Even compared to low-APR cards from just a handful of years ago, which frequently offered ongoing rates of 7.9% and even 5.9% interest, the numbers feel out of whack. Yes, you can still get low- or zero-percent introductory offers, but really low interest rate credit cards are nearly impossible to come by these days. It turns out there are several factors keeping credit card interest rates higher.

“Because credit cards are unsecured lines of credit they are, by definition, riskier for creditors than, say, a secured auto or home loan because there is no security that can be repossessed,” Thomas Nitzsche, a credit educator with ClearPoint Credit Counseling Solutions, said. “Because of this risk, there is a greater ‘spread’ between the fed rate and what a consumer experiences on their credit card.”

Add to that changes enacted by the Credit Card Accountability Responsibility and Disclosure, or Credit CARD Act of 2009. The act restricted issuers from doing things like charging cardholders a fee for going over the limit unless the cardholder has given them permission to authorize purchases that will put them over the limit.

“That cut into credit card issuers’ profits, thus causing them to increase annual fees and interest rates,” Nitzsche said.

Increased instances of identity theft and data breaches also have increased business costs for issuers, Nitzsche said, and those costs are being passed along to cardholders.

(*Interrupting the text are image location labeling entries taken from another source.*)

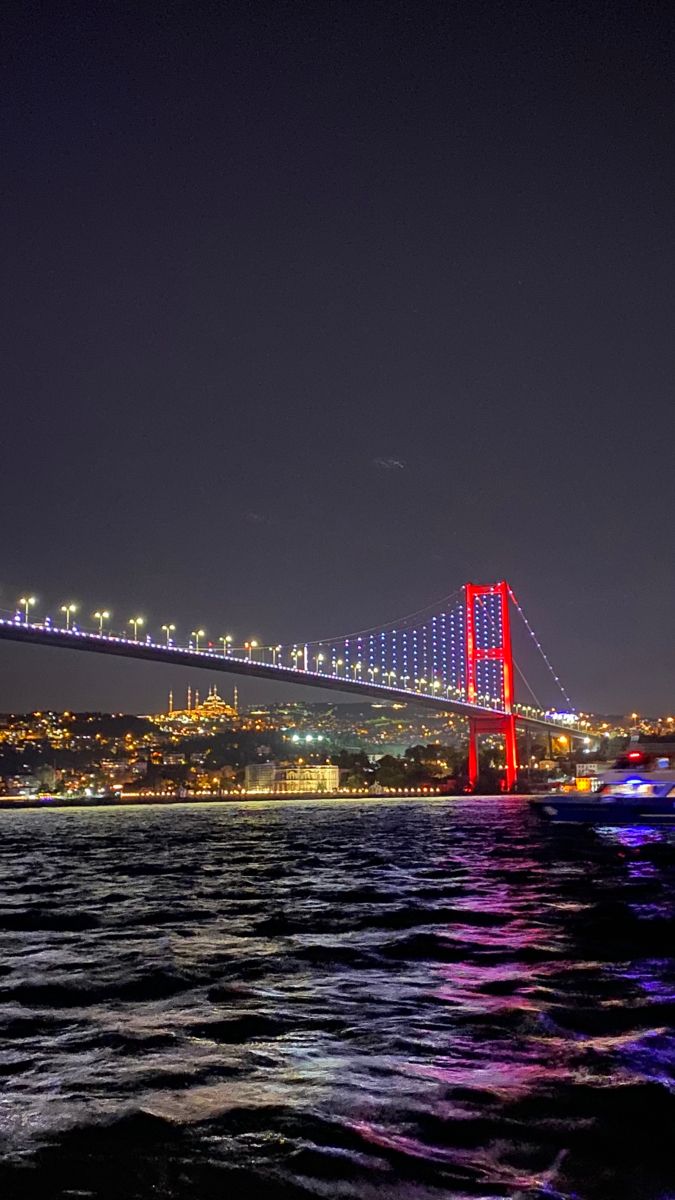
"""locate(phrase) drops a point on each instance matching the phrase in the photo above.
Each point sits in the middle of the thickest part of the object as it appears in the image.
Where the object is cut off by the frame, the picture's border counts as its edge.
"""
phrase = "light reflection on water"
(347, 999)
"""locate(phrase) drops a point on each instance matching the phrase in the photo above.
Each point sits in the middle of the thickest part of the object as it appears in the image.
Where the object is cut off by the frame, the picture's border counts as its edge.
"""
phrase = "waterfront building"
(290, 779)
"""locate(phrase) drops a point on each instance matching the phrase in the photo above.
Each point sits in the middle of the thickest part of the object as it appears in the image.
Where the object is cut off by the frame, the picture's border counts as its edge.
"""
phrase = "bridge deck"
(214, 660)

That’s because the costs of identity theft and data breaches are astronomical. The 2016 Identity Fraud Study, released by Javelin Strategy & Research, found that $15 billion was stolen from 13.1 million U.S. consumers in 2015. These identity thieves take over bank accounts and drain your balances, charge a credit card up to the limit, take over your utility or mobile phone account, and apply for credit and loan accounts in your name, sticking you with the bills and a damaged credit history to clean up.

Of course, identity thieves don’t always just stop there. They might also apply for health insurance in your name, jobs, tax refunds and even commit other crimes while impersonating you. To help keep yourself safe, it’s a good idea to monitor your financial accounts and your credit regularly. You can check your credit reports for free every year at AnnualCreditReport.com, and keep a more regular eye on your credit scores by tracking your two free credit scores, updated every 14 days, on Credit.com. If you spot fraud, you should report it to the proper authorities and dispute the information with the credit bureaus.